Page MenuHomeMiraheze

[Existing] Server Resource Request for prometheus
Closed, ResolvedPublic

Description

Number of servers requested: N/A
Service: prometheus
Processor: N/A
Memory: Increase by 1g
Disk: N/A
Network: N/A

Justification for request: There are spikes in the memory and when a large query is ran can cause a OOM because of how close the memory is to the Total available memory.
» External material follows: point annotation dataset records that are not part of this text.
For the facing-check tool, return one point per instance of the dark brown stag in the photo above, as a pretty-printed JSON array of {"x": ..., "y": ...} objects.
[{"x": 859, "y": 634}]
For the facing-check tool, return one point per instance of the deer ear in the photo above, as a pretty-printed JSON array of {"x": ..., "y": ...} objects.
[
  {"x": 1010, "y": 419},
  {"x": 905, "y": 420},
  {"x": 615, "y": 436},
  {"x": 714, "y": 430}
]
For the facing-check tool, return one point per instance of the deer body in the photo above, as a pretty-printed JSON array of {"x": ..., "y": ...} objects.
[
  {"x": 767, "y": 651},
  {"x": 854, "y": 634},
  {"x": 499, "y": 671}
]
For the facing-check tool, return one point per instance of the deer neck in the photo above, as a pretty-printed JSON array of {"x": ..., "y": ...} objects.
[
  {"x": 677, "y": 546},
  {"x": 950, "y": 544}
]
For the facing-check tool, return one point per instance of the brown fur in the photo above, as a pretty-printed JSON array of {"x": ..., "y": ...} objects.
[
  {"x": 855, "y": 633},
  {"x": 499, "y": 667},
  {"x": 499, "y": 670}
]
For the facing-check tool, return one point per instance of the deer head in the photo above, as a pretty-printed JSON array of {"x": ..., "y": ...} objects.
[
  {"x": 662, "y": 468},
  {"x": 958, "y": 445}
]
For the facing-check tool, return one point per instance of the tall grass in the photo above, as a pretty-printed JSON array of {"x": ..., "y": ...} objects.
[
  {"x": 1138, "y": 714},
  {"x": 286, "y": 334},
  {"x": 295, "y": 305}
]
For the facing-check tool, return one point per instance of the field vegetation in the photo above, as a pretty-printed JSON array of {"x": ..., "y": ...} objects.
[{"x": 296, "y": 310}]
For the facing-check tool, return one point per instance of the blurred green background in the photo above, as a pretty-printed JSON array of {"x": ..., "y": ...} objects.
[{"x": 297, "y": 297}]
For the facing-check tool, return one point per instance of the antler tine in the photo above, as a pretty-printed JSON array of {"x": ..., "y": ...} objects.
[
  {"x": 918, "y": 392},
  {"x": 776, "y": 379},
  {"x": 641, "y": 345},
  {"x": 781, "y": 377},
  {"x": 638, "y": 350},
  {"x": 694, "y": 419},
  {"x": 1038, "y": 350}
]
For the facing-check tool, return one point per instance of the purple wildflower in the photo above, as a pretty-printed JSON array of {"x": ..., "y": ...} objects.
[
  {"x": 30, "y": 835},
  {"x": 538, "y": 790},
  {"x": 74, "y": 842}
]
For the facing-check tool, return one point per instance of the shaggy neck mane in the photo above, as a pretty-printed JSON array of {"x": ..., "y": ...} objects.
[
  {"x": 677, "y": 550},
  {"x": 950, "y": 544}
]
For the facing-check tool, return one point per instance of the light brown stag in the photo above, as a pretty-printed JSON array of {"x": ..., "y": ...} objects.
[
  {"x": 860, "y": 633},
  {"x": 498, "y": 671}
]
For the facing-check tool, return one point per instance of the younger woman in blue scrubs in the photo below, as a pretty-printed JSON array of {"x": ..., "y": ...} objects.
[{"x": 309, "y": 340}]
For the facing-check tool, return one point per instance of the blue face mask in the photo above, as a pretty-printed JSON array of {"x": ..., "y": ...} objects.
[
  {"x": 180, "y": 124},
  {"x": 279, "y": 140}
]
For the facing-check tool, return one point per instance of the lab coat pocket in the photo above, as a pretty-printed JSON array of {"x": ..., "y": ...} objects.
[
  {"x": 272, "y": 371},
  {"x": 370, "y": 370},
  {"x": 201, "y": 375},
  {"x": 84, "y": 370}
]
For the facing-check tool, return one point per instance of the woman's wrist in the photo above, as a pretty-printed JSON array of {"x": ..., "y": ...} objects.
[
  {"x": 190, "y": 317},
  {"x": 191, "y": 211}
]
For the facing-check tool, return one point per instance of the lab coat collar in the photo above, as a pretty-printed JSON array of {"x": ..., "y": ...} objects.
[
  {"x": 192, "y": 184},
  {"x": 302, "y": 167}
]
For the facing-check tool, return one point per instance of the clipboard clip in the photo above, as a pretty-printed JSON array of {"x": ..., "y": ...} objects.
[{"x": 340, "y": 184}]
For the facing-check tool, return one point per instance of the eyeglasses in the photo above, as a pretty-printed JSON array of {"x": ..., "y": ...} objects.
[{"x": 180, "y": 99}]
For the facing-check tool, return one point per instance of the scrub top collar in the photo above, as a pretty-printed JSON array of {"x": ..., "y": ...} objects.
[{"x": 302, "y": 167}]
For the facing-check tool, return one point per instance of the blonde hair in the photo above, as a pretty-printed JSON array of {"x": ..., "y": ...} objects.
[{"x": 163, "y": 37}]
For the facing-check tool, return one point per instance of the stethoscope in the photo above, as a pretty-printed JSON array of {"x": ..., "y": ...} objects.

Endorsement by Engineering Manager (MediaWiki) or Site Reliability Engineer: @John

Event Timeline

Paladox renamed this task from [New/Existing] Server Resource Request for prometheus to [Existing] Server Resource Request for prometheus.Jul 29 2022, 05:11

It's OOM'ing:

Aug  9 16:07:22 prometheus131 kernel: [684331.615568] oom-kill:constraint=CONSTRAINT_NONE,nodemask=(null),cpuset=/,mems_allowed=0,global_oom,task_memcg=/system.slice/prometheus.service,task=prometheus,pid=797999,uid=109
Aug  9 16:07:22 prometheus131 kernel: [684331.615591] Out of memory: Killed process 797999 (prometheus) total-vm:86609720kB, anon-rss:759032kB, file-rss:0kB, shmem-rss:0kB, UID:109 pgtables:3868kB oom_score_adj:0
Paladox raised the priority of this task from Normal to Unbreak Now!.Aug 9 2022, 16:13

Prometheus won't start now because it keeps OOM'ing, upping the priority.

Approved due to it being an emergency

Paladox assigned this task to Reception123.

Resolved, thanks!

Just for the record, this was informally already approved as was communicated on IRC a few weeks ago :)